Sunday, December 29, 2013

Blah Blah Blah

     I believe the modern Christmas truly is just for kids, as it should be. I am all for a childhood to be as car-free as possible. However for adults Christmas should turn into a feeling—as opposed to being a time of materialistically getting presents. This feeling inside should make us as conscious beings if for no other time than just one single day a year—feel like being a little bit nicer, or happier, or just down right more decent all around. Forget all the political and religious mumbo jumbo bullshit that is choking life right out of existence. I wish just for one day, people would look over their fences, and say “hello neighbor we can pick up sticks against one another tomorrow, but for today let us laugh, and breathe an easy sigh of relief because we made it here today to enjoy today.” ‘Let tomorrow go in whatever direction today could take us.’ Sad really!
     Here I am 35 years old, and I am yet again going to spend another well Christmas has come and gone, but here it is New Years, and I am again going to be alone, with no money to go out—no want to either. No special someone to ring in the new year with by choosing to be with that one person you want to have there with you the very minute things start over, and become refreshed in this new born of a year. Either with a kiss or—makin the sheets sing—I am more than hopeful next New Year’s Eve my sheets will be regular opera singers. (HAHAHA!)
An old friend of mine from high school messaged me a while ago saying “my daughter is selling Girl Scout cookies would I want some.” My first thought is of course “if her daughter is selling these cookies then why didn’t her daughter make the sales pitch.” I mean come on let her get all “Billy Mays,” on me, and make a sale. When I was a kid I remember my school was selling Rainforest Crunch which was a peanut brittle I think. I just know it sucked carrying it, and tasted like shit. If a kid pawned enough of this garbage off then they could win some useless hunk of shit thing they would never use. Like one of the “prizes” offered was a double plastic ball clacker thing. A person takes this fucking thing waves it up and down like a fucking asshole just to hear the balls go clack, clack, clack—another prize was this bright neon yellow fanny pack. Now fanny packs blew up at this time, and I wanted me that some bitch. So I schlep that crap up and down my ginormous hill, but it was a prize for attaining a set goal, and I wanted them—so I did it.
    After I finally decided on what cookies I wanted to get we had talked a few minutes, and caught up.
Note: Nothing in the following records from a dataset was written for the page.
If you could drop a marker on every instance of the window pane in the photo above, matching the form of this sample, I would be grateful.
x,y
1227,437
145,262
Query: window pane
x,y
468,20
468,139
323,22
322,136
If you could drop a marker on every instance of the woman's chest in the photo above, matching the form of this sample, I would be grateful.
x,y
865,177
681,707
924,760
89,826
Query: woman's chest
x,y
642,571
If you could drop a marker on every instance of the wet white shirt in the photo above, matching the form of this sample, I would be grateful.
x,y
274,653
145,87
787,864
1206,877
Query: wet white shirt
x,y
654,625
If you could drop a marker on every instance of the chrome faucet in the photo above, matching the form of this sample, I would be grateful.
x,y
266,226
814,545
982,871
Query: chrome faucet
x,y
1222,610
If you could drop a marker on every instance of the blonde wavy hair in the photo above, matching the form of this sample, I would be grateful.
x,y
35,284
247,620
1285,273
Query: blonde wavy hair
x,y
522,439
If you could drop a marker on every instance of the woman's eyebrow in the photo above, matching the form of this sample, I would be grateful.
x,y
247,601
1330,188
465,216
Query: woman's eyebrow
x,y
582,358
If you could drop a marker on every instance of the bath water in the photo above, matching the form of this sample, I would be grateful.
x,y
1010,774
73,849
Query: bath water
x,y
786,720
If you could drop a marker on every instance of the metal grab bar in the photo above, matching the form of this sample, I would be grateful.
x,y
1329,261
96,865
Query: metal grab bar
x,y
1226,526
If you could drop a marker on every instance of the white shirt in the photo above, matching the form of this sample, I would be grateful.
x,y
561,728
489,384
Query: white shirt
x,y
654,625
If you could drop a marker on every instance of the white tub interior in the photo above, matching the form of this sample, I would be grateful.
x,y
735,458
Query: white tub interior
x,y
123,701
Finally we said goodbye, and proceeded to stop talking; all of a sudden she messages me back, and said “ask people at work and other people u know please and ty.” I see that, and I automatically think “now you want me to sell your daughters cookies? Pshhh get the fuck out of here!” So if anyone wants any just let me know—so I can tell her! HaHaHaHa NOT!

1 comment:

  1. You are so freaking funny - I needed a laugh today and I thank you so much for giving me many.